To determine the levels of TBCE protein required for motor axon maintenance, we analyzed the two lines of transgenic TBCE pmn mice. In these mice, wild-type TBCE is expressed under control of the neuron-specific NSE promoter (Forss-Petter et al., 1990). Western blot analyses showed that spinal cord levels of TBCE protein were intermediate in TBCEPA pmn mice and supranormal in TBCEPC pmn mice compared with pmn and wild-type mice (Fig. 4A,B). Immunostainings of cervical and lumbar spinal cord motor neurons showed that TBCE expression at the Golgi apparatus was partially restored in TBCEPA pmn mice and normal in TBCEPC pmn mice (Fig. 4D,E). Together, the biochemical, electron microscopic, and clinical data thus demonstrate that TBCE protein levels in spinal motor neurons determine the histopathological and phenotypic severity of progressive motor neuronopathy.

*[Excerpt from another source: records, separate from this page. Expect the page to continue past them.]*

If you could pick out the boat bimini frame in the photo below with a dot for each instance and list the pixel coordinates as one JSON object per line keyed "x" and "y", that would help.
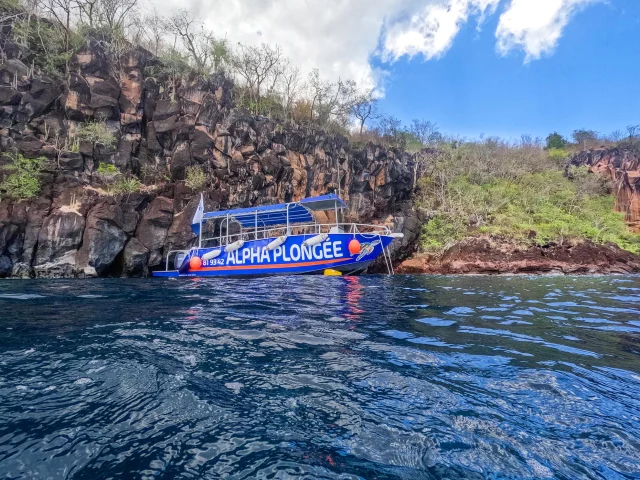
{"x": 277, "y": 222}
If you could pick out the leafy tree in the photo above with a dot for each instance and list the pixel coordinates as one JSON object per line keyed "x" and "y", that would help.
{"x": 426, "y": 131}
{"x": 365, "y": 108}
{"x": 585, "y": 138}
{"x": 555, "y": 140}
{"x": 98, "y": 134}
{"x": 23, "y": 182}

Effects of TBCE depletion in motor neuron cultures

Microtubules are made of α/β-tubulin dimers that are generated in a complex biological process requiring the sequential action of prefoldin, CCT (cytosolic chaperonin complex), and five tubulin-specific chaperones. During this process, TBCE assists in the folding of α-tubulin and the formation of α/β-tubulin heterodimers (Tian et al., 1996, 1997). To investigate the function of TBCE in motor neurons, we performed RNA interference-mediated TBCE depletion experiments in NSC34 cells. Western blot analysis showed that endogenous TBCE was efficiently depleted by siRNAs (Fig. 5A). TBCE depletion had no effect on total levels of α- or βIII-tubulin (Fig. 5A). TBCE-depleted cells, however, contained more soluble and less precipitable, microtubule-incorporated, α-tubulin than control cells (Fig. 5B,C), suggesting that some α-tubulin was not correctly folded and polymerization incompetent.

Figure 5.

Figure 5.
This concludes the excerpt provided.